HINT: Distance from Center of hemisphere is always greater than R

EDIT: Its range would be greater than R but that's not the only constraint.

 

[nebullient]

But the horizontal displacement must be greater than R for the ball not to hit the rock...

 

[PumpkinCougar95]

Yes it needs to be, But there is another constraint.

 

[nebullient]

I can't think of anything else :( Is it that the vertical displacement must be greater than R? I used $d_y = -R$ because the ball is initially at rest and it falls to the ground.

 

[PumpkinCougar95]

Write the Coordinates as functions of time first.

 

[PumpkinCougar95]

Did you get these ?

$$ x= v_i t$$
and
$$ y = R - \frac {gt^2} {2} $$

 

[nebullient]

Yes, but I wrote the second equation differently.

 

[PumpkinCougar95]

Oh, Did you have taken the top point as origin?

Now, What is the distance between the centre of the hemisphere and the ball at some random time?

 

[nebullient]

$\sqrt {x^2 + y^2}$

 

[Gene Naden]

Hi,
I initially got the same answer as nebullient, but then I got to thinking about the ball when it is close to the point where it was kicked. If $v_i < { \sqrt {Rg} }$ then the ball never gets off of the sphere. I used a coordinate system with the origin at the center of the sphere and calculated x and y for the sphere, as well as the ball, and set them equal to each other.
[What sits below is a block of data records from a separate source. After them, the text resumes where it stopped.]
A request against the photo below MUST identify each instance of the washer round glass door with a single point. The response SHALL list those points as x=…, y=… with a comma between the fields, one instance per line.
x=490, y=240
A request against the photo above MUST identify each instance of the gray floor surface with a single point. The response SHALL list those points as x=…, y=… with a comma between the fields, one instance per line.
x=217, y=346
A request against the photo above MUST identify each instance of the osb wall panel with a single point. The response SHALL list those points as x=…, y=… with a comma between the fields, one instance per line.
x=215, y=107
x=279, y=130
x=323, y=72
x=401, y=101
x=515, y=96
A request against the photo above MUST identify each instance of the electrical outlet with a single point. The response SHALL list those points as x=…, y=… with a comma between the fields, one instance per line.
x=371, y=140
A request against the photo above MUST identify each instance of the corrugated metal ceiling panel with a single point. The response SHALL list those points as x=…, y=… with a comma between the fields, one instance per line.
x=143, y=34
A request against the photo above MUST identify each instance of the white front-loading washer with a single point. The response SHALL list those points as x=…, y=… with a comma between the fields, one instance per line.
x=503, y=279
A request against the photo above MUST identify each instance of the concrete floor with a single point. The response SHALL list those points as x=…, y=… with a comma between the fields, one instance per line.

This led me to the relation $\frac{x^2}{R} = g \frac{x^2}{v_i^2}$, which yields $v_i > { \sqrt {Rg} }$

 

[nebullient]

If vi<√Rgvi<Rgv_i < { \sqrt {Rg} } then the ball never gets off of the sphere.

How did you determine this?

 

[PumpkinCougar95]

x2+y2

Good, Now just put in the values and then you will get ( $\sqrt{x^2 + y^2} > R$)

$$ \frac {g^2t^2}{4} >= Rg - v_i ^2$$

So $Rg- v_i^2$ must be negative.

 

[Gene Naden]

I wrote x and y as a function of t, for the ball. I wrote y as a function of x for the surface of the sphere and used the approximation $\sqrt{(R^2-x^2)}=R(1-\frac{1}{2}\frac{x^2}{R^2})$. I substituted for t as a function of $v_i$ and x. Setting the two expressions for y equal to one another gave the result. This is just the speed you need to get off of the surface of the sphere.

If $v_i = { \sqrt {\frac {Rg} {2}}}$ then the sphere gets in the way of the ball.

Good luck!

 

[haruspex]

The easiest way is to think about curvature. The initial trajectory must not curve more tightly than the sphere. The trajectory's curvature is a result of the centripetal force provided by gravity.

 

[Gene Naden]

That sounds like a less roundabout way to approach the solution.